We strongly recommend using the automatic generation method for a seamless and secure workflow.

Computer backends

By default, REANA utilizes Kubernetes as its computing backend. This allows you to easily scale your workflows and allocate resources as needed. For instance, to increase the memory allocated to a specific rule, you can specify it in the resources section:

rule skimming:
    ...
    resources:
        compute_backend="kubernetes",
        kubernetes_memory_limit="8Gi",
    ...

Note that Kubernetes imposes a maximum memory limit of 9.5Gi per container.

For more demanding workloads or specific resource requirements, REANA also supports integration with HTCondor and Slurm. These backends can provide access to larger computing resources and more flexible scheduling options, but their usage is outside the scope of this tutorial.
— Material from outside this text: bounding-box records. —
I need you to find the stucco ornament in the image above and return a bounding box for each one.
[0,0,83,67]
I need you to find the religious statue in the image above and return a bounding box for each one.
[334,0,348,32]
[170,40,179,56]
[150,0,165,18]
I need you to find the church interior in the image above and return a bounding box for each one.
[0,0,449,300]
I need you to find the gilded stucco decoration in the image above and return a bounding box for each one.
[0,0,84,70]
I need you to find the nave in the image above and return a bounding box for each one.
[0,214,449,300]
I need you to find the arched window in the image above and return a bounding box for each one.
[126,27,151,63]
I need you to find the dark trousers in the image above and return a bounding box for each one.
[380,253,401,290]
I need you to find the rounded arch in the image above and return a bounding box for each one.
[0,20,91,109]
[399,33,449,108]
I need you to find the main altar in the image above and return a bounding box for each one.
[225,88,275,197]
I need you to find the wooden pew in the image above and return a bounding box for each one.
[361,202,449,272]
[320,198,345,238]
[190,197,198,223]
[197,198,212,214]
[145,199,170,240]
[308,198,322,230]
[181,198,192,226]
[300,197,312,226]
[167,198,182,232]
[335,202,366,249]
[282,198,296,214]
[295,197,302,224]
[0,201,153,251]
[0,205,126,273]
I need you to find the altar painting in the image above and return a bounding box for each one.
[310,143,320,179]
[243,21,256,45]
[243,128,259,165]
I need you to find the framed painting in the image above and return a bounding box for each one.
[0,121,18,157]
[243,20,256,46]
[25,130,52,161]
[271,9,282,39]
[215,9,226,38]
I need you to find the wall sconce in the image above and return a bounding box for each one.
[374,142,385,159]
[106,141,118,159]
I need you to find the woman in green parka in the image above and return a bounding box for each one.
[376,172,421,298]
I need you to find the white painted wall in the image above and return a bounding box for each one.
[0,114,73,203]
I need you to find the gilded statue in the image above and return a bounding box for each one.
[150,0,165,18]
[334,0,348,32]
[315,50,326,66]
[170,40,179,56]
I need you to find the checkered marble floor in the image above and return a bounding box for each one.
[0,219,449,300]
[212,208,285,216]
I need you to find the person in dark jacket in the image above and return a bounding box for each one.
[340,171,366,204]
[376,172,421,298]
Please refer to the official documentation for more information.

Storage backends

Each REANA user is allocated 300GB of storage space on the platform. (This is visible in under your profile in the web interface). While this is typically sufficient for most workflows, you can leverage REANA’s integration with your personal EOS storage area for larger datasets. To enable this integration, ensure that your Kerberos credentials are configured correctly in your REANA profile.

In this case, the workflow should work perfectly.

More REANA examples


The REANA team has a compilation of examples in their github area. It is well recommended to visit them for more inspiration.

In addition, users can seek for support and help in the following channels:

Key Points

  • Explore the REANA team’s compilation of examples on their GitHub for more inspiration and advanced use cases.
  • Utilize the REANA support channels, such as the official Mattermost channel and forum, for assistance and community support.